Juru bicara PBB, Stéphane Dujarric, pada hari Jumat menyatakan bahwa “bantuan harus menjangkau semua orang, di mana pun mereka berada, berdasarkan kebutuhan mereka,” seraya menambahkan bahwa situasi di lapangan telah menjadi tak tertahankan setelah hampir sepuluh minggu pembatasan bantuan secara brutal.
“Kantor PBB untuk Koordinasi Urusan Kemanusiaan menyatakan bahwa pencabutan blokade Gaza kini lebih mendesak daripada sebelumnya,” ujar Dujarric. “Krisis kemanusiaan telah memburuk secara signifikan setelah hampir sepuluh minggu pemutusan aliran bantuan.”
Dujarric juga memperingatkan bahwa “penundaan tambahan dalam pengiriman bantuan ke Gaza akan memiliki konsekuensi yang tidak dapat dipulihkan.” Ia menegaskan kembali sikap Sekretaris Jenderal PBB António Guterres bahwa “organisasi ini tidak akan ikut serta dalam mekanisme apa pun yang tidak menghormati prinsip-prinsip kemanusiaan.”

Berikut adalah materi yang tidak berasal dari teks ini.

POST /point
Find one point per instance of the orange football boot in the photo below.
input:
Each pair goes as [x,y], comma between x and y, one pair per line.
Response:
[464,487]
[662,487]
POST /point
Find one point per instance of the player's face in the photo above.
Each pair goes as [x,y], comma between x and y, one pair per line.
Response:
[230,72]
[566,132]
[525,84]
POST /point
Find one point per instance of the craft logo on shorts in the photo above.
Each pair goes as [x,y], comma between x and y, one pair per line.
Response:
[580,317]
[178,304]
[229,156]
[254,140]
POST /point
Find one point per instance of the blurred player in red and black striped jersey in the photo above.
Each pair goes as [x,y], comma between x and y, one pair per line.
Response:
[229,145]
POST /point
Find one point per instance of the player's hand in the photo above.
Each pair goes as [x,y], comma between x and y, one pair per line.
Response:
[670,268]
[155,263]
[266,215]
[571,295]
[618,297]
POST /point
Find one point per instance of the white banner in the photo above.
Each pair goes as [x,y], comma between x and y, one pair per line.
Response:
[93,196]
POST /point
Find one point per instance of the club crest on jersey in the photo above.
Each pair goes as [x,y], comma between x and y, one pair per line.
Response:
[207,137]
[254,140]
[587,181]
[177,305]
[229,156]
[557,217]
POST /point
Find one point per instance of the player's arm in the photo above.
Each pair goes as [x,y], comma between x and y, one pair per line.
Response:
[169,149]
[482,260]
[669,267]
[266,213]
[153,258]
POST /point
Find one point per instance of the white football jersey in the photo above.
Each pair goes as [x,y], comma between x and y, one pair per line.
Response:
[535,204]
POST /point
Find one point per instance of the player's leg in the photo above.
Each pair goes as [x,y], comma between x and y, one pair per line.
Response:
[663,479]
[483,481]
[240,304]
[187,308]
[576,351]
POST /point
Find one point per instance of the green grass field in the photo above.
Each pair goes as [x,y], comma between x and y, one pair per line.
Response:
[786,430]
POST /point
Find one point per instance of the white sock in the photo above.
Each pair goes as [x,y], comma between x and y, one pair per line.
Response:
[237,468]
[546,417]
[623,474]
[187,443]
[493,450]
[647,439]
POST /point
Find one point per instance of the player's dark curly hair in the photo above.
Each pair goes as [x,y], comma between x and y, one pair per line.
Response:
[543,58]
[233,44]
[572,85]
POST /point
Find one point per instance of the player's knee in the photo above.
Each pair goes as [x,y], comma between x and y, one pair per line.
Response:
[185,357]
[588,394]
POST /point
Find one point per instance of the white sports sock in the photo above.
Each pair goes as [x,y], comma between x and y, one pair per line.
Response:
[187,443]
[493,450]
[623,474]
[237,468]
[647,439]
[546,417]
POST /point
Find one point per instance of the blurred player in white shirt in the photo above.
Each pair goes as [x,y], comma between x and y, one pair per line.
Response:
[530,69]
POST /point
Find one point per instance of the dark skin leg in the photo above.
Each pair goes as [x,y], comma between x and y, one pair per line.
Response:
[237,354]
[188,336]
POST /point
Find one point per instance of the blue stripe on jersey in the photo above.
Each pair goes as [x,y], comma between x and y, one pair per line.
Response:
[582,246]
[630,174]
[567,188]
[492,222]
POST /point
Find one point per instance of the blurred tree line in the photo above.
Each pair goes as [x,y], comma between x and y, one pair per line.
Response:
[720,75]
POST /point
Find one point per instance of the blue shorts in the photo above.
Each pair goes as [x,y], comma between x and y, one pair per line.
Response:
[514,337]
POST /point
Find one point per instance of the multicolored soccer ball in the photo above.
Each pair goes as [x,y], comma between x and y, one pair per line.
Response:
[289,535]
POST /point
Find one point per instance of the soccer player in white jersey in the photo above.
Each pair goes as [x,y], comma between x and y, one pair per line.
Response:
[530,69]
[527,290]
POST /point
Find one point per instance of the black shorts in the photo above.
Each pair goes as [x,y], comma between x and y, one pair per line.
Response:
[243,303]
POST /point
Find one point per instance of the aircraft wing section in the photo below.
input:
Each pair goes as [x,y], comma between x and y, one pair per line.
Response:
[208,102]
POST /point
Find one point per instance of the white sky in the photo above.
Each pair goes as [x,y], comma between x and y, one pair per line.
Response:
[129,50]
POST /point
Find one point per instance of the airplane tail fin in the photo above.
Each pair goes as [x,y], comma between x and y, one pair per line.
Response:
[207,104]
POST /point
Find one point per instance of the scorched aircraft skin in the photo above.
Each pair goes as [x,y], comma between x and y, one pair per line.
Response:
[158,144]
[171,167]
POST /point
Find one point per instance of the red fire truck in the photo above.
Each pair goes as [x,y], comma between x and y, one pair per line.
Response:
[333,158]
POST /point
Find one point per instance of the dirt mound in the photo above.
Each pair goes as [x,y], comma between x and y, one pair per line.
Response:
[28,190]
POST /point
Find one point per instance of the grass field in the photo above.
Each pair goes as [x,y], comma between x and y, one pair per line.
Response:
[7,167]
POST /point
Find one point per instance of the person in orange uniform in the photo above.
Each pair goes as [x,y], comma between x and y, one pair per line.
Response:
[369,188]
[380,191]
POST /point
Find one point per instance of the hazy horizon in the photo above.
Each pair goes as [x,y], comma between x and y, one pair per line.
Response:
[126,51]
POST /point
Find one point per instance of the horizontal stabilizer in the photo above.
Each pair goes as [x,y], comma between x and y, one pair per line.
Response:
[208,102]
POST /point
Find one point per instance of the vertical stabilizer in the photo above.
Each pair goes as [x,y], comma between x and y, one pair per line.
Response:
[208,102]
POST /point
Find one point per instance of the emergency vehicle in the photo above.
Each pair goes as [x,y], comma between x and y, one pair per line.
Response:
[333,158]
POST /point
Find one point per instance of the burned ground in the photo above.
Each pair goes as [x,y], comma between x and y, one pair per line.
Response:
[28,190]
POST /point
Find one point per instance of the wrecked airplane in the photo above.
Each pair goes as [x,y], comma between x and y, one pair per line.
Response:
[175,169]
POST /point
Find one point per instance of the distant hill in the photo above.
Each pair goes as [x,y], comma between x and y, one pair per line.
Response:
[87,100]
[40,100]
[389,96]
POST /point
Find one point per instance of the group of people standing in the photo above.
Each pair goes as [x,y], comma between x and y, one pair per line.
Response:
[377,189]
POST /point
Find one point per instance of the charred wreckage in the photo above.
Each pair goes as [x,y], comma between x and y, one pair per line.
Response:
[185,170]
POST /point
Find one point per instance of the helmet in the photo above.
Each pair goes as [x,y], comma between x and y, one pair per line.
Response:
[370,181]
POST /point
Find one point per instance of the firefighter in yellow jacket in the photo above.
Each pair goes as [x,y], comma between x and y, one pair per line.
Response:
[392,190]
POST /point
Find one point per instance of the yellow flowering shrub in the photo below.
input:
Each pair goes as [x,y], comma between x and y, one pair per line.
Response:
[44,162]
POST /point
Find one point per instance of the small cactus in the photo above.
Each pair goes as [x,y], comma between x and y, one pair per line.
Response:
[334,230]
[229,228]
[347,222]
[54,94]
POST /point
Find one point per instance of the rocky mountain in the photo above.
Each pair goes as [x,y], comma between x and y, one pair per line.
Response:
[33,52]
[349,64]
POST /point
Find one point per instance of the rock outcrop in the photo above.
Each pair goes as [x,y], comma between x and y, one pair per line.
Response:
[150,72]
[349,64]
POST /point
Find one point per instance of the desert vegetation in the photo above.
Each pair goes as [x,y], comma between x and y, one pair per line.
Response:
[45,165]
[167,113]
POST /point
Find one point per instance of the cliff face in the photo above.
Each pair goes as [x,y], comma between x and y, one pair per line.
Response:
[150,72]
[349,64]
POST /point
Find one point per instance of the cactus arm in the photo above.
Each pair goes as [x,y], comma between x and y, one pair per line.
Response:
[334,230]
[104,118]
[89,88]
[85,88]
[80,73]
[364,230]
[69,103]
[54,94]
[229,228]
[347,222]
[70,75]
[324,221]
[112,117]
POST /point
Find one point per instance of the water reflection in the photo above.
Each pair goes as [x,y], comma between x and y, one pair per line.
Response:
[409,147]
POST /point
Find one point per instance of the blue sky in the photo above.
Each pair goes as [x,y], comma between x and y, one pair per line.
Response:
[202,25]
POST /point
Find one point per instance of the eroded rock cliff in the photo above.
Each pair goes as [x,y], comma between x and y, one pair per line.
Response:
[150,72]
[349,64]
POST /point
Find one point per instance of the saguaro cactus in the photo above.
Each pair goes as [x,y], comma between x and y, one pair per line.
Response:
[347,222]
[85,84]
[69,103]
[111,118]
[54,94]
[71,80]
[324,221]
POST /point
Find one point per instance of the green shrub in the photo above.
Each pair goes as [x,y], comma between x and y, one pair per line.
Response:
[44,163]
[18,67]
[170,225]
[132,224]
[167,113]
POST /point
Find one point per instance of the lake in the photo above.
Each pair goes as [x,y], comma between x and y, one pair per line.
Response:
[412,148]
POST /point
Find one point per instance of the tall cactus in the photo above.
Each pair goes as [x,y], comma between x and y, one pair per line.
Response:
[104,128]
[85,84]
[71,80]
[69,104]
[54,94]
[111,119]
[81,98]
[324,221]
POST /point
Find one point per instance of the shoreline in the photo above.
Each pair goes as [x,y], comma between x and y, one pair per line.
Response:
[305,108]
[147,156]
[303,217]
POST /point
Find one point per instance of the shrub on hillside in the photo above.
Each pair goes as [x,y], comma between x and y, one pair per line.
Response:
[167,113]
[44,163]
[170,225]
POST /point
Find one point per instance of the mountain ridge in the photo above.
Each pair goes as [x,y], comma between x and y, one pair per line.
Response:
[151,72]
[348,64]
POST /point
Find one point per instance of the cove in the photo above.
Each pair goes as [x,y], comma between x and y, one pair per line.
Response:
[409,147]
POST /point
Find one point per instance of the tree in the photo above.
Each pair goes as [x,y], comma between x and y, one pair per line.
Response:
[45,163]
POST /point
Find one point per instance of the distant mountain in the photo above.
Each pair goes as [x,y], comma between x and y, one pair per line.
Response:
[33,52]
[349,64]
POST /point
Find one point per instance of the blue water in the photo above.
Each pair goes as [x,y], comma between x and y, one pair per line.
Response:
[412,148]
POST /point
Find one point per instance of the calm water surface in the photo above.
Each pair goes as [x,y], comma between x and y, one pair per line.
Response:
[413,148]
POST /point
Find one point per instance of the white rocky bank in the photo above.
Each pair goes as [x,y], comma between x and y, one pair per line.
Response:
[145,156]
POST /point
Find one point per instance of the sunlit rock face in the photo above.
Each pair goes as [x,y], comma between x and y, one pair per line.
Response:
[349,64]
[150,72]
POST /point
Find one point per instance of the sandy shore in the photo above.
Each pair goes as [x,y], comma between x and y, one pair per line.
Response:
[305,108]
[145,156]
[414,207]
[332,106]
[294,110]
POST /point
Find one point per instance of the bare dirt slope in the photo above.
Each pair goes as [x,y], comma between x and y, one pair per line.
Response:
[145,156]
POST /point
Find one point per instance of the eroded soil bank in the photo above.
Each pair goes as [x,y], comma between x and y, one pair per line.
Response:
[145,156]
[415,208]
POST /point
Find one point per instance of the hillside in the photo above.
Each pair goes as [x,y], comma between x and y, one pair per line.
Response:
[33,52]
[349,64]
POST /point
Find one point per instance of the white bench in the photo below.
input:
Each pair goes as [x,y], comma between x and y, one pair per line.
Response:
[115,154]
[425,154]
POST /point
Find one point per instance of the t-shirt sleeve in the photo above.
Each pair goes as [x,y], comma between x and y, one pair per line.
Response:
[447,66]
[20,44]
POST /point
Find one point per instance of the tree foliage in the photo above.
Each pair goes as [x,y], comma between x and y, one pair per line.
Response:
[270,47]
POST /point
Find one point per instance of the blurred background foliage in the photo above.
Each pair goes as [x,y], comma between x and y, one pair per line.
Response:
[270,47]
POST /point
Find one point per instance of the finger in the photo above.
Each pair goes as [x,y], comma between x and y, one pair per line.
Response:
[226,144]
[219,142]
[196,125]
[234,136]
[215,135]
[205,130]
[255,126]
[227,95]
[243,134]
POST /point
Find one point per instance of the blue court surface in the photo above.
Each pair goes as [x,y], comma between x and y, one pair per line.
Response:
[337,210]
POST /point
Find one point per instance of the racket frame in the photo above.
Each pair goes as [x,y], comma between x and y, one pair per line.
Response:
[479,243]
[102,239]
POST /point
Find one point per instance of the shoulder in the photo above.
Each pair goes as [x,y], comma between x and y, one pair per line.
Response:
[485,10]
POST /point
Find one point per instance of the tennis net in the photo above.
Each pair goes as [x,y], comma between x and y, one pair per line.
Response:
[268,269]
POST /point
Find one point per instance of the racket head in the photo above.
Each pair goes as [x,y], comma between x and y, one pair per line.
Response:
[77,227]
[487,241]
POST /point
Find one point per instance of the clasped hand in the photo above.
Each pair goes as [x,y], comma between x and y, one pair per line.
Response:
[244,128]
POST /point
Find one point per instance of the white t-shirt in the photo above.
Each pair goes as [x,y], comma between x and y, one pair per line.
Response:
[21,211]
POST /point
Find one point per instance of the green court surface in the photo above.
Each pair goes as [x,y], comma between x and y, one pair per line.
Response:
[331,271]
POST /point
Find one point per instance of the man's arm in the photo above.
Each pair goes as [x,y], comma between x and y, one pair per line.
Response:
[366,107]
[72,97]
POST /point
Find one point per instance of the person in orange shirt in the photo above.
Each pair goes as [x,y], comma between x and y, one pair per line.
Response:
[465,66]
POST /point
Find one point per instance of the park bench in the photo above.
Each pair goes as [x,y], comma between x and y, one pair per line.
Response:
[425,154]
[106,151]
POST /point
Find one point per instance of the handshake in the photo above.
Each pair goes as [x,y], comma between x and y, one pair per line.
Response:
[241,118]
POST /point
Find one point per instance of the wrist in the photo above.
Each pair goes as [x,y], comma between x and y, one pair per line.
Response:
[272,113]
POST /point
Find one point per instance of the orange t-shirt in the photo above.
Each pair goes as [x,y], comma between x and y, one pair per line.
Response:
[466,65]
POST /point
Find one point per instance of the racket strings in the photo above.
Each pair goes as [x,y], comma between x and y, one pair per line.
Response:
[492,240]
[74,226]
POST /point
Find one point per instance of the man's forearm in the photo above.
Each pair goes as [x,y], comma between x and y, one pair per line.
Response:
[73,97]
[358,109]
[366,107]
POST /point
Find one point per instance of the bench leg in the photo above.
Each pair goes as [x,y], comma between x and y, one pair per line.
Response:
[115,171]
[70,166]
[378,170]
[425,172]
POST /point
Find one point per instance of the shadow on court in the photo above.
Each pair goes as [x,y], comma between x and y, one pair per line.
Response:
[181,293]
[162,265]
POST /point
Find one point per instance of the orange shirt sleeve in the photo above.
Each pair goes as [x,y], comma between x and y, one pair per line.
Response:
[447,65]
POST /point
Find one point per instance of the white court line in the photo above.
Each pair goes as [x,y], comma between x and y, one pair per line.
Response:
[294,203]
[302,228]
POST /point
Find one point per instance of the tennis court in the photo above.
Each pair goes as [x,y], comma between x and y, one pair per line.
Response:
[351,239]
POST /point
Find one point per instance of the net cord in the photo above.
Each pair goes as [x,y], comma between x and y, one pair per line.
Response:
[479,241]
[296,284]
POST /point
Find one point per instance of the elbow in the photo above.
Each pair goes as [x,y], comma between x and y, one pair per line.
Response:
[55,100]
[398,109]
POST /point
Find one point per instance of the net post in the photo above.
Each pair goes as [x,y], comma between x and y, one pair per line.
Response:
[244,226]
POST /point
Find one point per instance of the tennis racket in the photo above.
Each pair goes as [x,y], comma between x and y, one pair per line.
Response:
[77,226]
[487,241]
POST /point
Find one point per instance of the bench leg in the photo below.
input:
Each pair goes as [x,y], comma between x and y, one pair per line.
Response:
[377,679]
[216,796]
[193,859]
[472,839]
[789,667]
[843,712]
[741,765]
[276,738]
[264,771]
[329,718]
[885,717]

Pemblokiran Bantuan: Jalur Hidup yang Disabotase
Blokade Israel telah menghancurkan seluruh jalur distribusi bantuan penting. Menurut Program Pangan Dunia (WFP), persediaan makanan telah habis dan dapur umum tak lagi beroperasi karena kekurangan pasokan. Laporan UNRWA (Badan PBB untuk Pengungsi Palestina) mengonfirmasi bahwa banyak penduduk kini bertahan hidup hanya dengan pakan ternak dan air yang tercemar.
Sementara itu, Amerika Serikat mengusulkan rencana distribusi bantuan yang kontroversial, dengan mendirikan “lokasi distribusi aman” di Gaza selatan—dioperasikan oleh kontraktor swasta dan dikoordinasikan bersama “Israel.”
Namun, badan-badan kemanusiaan dan PBB menolak rencana tersebut karena dianggap melanggar norma-norma kemanusiaan internasional dan akan memaksa warga sipil yang kelaparan mempertaruhkan nyawa untuk mencapai titik distribusi terpencil, bukannya menerima bantuan melalui mekanisme netral yang telah ada.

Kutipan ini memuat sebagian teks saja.